Una cicala insistentemente friniva
di quell’ estate che lentamente finiva.
Da lontano tutta quella umanità,
in una straripante città,
si accalcava
e in mille rumori affogava.
Volgendo per un attimo lo sguardo all’insù
mi accorsi nella notte di un cielo terso tra il nero e il blu
che qualcuno, come me, verso le stelle guardava.
Solitaria e sollevata a mezz’aria una figura femminile seguiva involontaria
la mia stessa direzione immaginaria.
Il viso era a metà illuminato e di profilo si notava uno sguardo trasognato.
Affacciata da un parapetto, guardandola, ebbi un sobbalzo netto.
In silenzio lassù guardava.
Osservava,
rimirando al di là di ogni confine come a perdersi in pensieri senza fine.

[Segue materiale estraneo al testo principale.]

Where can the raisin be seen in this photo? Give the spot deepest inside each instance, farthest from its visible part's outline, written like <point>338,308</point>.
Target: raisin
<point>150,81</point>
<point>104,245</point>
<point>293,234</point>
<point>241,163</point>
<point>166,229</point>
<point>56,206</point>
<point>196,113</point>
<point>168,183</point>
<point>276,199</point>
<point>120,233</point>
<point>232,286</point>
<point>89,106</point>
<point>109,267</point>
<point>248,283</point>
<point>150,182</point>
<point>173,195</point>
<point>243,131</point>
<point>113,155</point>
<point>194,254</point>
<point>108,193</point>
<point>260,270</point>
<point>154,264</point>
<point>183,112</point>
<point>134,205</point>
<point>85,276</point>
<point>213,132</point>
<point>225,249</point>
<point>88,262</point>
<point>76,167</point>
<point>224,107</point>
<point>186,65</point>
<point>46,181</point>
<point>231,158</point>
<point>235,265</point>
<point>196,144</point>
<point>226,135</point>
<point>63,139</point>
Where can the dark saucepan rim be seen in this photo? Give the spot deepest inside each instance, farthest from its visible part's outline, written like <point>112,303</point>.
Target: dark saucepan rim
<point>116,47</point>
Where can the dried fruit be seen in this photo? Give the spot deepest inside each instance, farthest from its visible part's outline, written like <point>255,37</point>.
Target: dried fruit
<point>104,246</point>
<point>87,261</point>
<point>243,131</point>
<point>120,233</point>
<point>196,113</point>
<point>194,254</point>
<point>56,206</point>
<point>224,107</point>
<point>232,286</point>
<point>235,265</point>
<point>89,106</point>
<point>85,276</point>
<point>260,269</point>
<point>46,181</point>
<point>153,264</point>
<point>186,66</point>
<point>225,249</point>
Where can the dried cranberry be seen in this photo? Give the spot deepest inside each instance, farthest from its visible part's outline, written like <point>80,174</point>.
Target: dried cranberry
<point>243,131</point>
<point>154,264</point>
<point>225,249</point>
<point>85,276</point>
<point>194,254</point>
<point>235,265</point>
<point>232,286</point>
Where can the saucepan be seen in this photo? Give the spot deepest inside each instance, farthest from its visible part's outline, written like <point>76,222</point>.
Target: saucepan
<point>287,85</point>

Quelle guance così candide e quelle labbra così vermiglie con quelle poche movenze languide era rapita da chissà quali meraviglie.
Chissà a cosa pensava,
mi chiedevo
e mentre lei così lontano guardava poco distante mi sedevo
perché di accorgersi di me non volevo.
Il mio interesse verso lei voltava
e su di un pensier costante riflettevo.
Chiamarla avrei voluto, certamente in modo avveduto,
per dirle di quel manto luminoso che la notte la vestiva
e di che bellezza delicata il suo corpo ricopriva.
Di quella luce che la scolpiva mentre lentamente la mia anima rapiva.